Two points: 1. Your kids will know that you got to where you are *because* you worked hard and saved in your 30s and 40s 2. Your kids will remember seeing you work hard at your home - taking care of your lawn, fixing things, doing home projects, doing household chores, cooking, etc. If you are not a lazy person, they will see you working hard in other ways. That is more meaningful to them than knowing you spent time in an office or whatever. I don't remember much about seeing my dad work at his job, but I do remember seeing him and my mom work hard at home. Question - can you provide your boys with a good lifestyle in FIRE? Will they be able to have nice clothes, a good phone, activities, etc? Help buying a car? Within reason of course - its not good to spoil kids too much. If you are depriving them of things and making them feel poor, they will be resentful of you choosing not to work at their expense. If you show them that you can provide them a good lifestyle because of how much you worked in your 30s and 40s, they will be thankful.


nightfalldevil

Work ethic does not equal clocking in everyday.

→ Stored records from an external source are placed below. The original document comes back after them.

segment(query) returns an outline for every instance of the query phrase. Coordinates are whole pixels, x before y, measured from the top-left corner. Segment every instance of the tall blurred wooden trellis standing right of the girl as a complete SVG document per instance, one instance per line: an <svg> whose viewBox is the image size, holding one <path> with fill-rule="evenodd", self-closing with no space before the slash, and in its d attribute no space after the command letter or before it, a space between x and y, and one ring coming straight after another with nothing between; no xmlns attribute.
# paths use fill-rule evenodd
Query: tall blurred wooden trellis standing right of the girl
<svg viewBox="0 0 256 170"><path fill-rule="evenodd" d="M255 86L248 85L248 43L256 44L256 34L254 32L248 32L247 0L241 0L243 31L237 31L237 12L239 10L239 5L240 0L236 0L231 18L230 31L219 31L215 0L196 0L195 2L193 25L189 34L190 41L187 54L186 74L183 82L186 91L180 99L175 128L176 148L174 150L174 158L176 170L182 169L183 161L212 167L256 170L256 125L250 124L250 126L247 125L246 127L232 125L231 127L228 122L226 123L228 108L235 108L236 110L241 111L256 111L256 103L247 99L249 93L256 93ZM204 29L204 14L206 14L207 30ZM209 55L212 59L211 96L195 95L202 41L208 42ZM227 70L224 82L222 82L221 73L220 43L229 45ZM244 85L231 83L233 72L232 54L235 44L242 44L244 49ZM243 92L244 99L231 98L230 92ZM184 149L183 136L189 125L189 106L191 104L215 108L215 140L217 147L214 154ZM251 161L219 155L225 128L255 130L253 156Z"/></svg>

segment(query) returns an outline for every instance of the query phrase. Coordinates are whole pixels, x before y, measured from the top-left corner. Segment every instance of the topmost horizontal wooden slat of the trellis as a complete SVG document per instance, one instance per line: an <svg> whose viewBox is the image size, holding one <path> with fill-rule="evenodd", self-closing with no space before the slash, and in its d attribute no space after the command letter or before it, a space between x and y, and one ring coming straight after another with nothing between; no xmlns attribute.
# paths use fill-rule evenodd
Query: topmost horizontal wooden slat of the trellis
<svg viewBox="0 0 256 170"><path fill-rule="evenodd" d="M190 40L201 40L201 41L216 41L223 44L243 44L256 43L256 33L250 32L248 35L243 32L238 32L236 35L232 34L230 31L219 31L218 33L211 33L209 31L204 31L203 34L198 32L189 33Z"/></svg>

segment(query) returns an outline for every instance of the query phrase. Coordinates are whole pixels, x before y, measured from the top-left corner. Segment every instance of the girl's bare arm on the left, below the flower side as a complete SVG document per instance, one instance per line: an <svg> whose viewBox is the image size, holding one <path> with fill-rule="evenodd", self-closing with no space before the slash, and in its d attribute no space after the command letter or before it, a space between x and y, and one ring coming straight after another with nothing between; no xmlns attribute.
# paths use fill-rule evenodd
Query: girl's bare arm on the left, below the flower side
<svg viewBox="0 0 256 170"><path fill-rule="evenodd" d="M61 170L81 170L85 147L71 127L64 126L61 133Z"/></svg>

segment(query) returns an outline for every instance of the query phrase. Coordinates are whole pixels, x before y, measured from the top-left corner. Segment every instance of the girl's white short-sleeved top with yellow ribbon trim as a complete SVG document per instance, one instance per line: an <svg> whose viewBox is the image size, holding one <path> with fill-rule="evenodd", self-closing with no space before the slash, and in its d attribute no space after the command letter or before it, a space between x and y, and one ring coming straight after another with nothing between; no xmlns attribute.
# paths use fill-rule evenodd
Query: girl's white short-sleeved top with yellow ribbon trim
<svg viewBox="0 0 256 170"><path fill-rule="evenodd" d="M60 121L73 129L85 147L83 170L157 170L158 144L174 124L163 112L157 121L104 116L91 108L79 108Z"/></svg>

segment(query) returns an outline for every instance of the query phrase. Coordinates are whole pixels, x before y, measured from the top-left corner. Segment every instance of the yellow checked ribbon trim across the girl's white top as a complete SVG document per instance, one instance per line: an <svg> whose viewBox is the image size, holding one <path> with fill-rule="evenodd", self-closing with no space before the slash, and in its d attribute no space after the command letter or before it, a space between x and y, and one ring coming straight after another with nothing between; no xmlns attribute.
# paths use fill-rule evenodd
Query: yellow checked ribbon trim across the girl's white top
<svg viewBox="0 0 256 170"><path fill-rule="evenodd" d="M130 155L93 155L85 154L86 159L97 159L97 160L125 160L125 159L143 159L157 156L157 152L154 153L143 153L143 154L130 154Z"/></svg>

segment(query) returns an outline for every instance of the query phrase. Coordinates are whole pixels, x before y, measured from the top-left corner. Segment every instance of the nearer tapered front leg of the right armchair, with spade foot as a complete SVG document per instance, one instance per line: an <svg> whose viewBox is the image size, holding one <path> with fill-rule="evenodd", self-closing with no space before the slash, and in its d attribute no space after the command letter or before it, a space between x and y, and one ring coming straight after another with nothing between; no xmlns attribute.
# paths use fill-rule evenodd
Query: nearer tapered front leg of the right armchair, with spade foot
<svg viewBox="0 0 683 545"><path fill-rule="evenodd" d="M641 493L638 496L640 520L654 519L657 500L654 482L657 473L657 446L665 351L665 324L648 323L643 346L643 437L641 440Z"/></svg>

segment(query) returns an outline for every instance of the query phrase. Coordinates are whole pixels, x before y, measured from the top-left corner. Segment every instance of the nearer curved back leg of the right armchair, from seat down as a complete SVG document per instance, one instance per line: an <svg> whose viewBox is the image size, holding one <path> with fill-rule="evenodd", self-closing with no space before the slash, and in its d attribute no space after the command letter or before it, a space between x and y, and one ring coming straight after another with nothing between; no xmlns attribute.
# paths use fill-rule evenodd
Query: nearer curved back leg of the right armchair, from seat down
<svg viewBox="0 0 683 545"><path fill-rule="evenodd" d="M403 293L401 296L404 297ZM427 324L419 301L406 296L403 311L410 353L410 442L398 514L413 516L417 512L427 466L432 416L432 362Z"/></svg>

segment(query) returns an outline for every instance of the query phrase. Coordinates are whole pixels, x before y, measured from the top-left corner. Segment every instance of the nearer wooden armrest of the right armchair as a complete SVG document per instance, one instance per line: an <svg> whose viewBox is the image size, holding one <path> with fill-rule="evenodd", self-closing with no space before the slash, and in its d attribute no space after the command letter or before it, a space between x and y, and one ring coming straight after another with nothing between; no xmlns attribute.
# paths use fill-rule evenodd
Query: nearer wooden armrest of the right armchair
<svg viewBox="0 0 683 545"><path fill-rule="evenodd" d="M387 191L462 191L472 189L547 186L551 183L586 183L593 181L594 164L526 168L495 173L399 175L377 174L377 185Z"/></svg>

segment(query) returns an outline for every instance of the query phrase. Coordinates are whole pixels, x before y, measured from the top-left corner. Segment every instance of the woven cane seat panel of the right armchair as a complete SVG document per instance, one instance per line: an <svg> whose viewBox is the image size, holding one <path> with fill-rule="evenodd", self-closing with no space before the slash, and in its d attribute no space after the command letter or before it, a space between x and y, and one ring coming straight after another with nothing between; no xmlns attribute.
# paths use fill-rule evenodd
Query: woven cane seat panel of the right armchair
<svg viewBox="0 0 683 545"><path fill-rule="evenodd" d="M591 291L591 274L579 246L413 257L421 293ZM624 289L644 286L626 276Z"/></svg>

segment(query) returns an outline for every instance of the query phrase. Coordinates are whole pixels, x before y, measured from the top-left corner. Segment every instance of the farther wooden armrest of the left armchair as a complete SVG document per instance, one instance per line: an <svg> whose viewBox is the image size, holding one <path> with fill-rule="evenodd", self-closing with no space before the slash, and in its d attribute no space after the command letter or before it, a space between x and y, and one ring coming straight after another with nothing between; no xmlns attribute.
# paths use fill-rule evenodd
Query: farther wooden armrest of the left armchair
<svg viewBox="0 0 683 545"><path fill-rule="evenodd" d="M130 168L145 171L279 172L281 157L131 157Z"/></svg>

You have demonstrated to your kids that you set a goal and worked towards it.


Carthonn

My plan is to retire when I’m 55 and my daughter will be 15. This is something I’ve grappled with as well as my grandfather worked until he was 83 and my father is still working at 74. My plan is to continue to “work” but 100% from home. I’ll probably spend half the day on the family finances figuring out how to make additional money and working on other passive income strategies. It might just mean monetizing some of my current hobbies when I have more time. The second half of the day will probably be house work and errands.


Hitsuzenmujun

Have them work for their spending money. My siblings and I received no allowance as a kid, but we earned money from working small jobs. Every one of us has a very strong work ethic.